Un haut responsable américain a confirmé le soutien de l’administration du président Donald Trump aux opérations sionistes, soulignant que la politique de l’entité sioniste consiste à répondre « immédiatement » à toute violation du cessez-le-feu.
La tension reste vive dans la bande de Ghaza, où de nouvelles frappes sionistes ont fait au moins 22 morts, selon l’agence de presse palestinienne Wafa. Cette escalade survient alors que les négociations autour du cessez-le-feu conclu récemment semblent fragiles, avec des accusations croisées entre l’entité sioniste et le Hamas sur le respect des lignes de retrait prévues dans les cartes d’accord.

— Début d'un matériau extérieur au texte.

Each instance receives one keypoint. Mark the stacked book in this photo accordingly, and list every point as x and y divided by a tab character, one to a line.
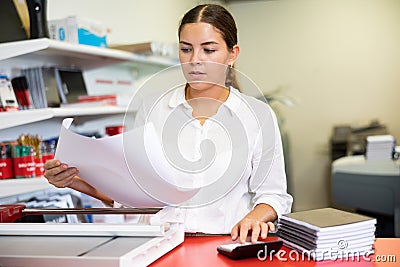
380	147
328	234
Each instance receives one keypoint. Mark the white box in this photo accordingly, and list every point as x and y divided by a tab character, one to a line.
78	30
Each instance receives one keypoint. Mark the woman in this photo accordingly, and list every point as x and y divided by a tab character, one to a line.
208	50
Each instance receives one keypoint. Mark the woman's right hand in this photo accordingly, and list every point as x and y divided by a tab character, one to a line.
59	174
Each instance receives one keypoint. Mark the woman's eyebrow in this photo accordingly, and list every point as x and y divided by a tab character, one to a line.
205	43
185	43
209	42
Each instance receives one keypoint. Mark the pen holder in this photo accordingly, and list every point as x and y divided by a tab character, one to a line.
6	167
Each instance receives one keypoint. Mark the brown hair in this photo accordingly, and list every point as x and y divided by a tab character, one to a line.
223	21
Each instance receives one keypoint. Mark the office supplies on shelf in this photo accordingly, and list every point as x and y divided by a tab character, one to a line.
21	90
10	17
8	101
38	18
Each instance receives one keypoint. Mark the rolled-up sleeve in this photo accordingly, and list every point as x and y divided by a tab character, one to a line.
268	177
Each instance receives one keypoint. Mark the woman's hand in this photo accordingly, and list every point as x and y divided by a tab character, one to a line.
258	222
256	227
59	174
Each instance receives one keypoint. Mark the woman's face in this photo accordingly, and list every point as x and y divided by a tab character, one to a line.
204	55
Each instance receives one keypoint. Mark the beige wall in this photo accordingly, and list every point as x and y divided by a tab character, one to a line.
339	58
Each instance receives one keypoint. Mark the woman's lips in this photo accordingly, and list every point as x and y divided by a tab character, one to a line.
197	75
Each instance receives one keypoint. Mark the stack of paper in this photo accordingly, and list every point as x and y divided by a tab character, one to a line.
380	147
328	234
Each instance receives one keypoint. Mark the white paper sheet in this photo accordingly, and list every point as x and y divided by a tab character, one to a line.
102	163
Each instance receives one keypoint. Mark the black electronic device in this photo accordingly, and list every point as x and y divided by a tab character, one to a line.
38	18
261	249
71	84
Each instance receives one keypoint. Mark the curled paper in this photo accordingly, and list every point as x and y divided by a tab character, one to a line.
146	181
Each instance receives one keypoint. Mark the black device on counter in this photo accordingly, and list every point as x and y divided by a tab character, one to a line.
261	250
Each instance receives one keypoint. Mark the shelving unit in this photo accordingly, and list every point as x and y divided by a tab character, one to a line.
18	118
43	52
47	52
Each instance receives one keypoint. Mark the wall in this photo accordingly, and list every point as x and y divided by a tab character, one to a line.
340	59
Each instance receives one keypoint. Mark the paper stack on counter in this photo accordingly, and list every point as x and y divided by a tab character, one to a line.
328	234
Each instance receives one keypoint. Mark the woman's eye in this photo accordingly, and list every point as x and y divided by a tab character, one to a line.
186	50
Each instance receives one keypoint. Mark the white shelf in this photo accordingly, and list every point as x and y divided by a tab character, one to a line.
17	118
12	187
47	52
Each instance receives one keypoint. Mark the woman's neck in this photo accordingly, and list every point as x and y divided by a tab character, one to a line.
218	93
205	103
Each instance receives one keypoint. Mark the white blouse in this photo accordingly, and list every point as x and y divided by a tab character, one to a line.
242	166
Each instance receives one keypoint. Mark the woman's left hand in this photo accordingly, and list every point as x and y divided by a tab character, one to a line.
258	222
256	227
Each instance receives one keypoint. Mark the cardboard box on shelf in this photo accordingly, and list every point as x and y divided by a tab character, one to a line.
78	30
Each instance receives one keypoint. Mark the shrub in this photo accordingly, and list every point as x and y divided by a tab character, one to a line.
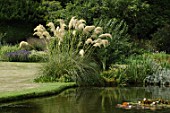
120	46
37	44
161	39
136	69
70	51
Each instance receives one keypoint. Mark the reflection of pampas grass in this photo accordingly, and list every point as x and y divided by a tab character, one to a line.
47	35
105	35
24	45
40	28
72	22
52	26
97	45
39	34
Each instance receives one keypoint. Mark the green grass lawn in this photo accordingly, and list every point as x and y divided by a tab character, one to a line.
17	82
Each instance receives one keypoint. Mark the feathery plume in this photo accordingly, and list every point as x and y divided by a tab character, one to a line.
88	29
74	32
99	40
80	26
105	35
81	52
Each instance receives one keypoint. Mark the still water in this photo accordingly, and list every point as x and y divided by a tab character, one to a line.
89	100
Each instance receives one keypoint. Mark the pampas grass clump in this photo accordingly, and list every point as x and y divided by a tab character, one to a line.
70	49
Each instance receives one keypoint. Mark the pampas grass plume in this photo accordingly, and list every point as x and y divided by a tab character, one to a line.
98	30
89	41
81	52
88	29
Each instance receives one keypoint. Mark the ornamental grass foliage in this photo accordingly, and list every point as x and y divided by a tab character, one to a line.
70	49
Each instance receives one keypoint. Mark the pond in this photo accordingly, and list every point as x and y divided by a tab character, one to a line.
89	100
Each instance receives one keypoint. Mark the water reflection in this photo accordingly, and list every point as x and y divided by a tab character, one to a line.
89	100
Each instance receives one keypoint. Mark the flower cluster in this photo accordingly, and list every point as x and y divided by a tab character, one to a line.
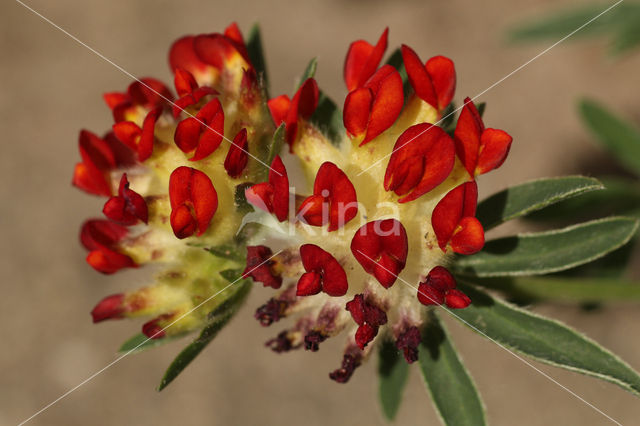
358	242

Un haut responsable américain a confirmé le soutien de l’administration du président Donald Trump aux opérations sionistes, soulignant que la politique de l’entité sioniste consiste à répondre « immédiatement » à toute violation du cessez-le-feu. Selon ce responsable, un combattant du Hamas aurait attaqué l’armée sioniste à l’intérieur de zones sous contrôle sioniste dans la bande de Ghaza, avant d’être tué. Ce type d’incident, affirme-t-il, justifie selon Tel-Aviv des ripostes rapides pour maintenir la sécurité des forces sionistes.
Pour sa part, le Hamas accuse l’armée sioniste de modifier les lignes de retrait prévues par l’accord, en déplaçant quotidiennement la ligne jaune vers l’ouest. « Ces changements entraînent un déplacement massif de population et constituent une violation flagrante du cessez-le-feu », indique le mouvement dans un communiqué publié samedi. Le Hamas dénonce également la poursuite des frappes aériennes et des bombardements d’artillerie sur les zones à l’est de Ghaza, qu’il qualifie de «châtiments collectifs» contre les civils.
Selon le mouvement palestinien, ces violations systématiques ont déjà coûté la vie à des centaines de Palestiniens. Elles provoquent un déplacement massif de familles et fragilisent toute tentative de stabilisation dans le territoire. Le Hamas appelle ainsi les médiateurs internationaux à « intervenir d’urgence » pour empêcher l’entité sioniste de saper l’accord et pour restaurer la ligne de retrait initialement convenue.
Les frappes sionistes de samedi ont touché plusieurs localités, dont Ghaza-ville, Deir al-Balah et Nuseirat. Les victimes incluent des hommes, des femmes et des enfants, selon Wafa, qui fait état de maisons détruites et de dommages considérables aux infrastructures civiles. Cette situation accentue les tensions déjà existantes et relance les inquiétudes sur une reprise des hostilités à grande échelle.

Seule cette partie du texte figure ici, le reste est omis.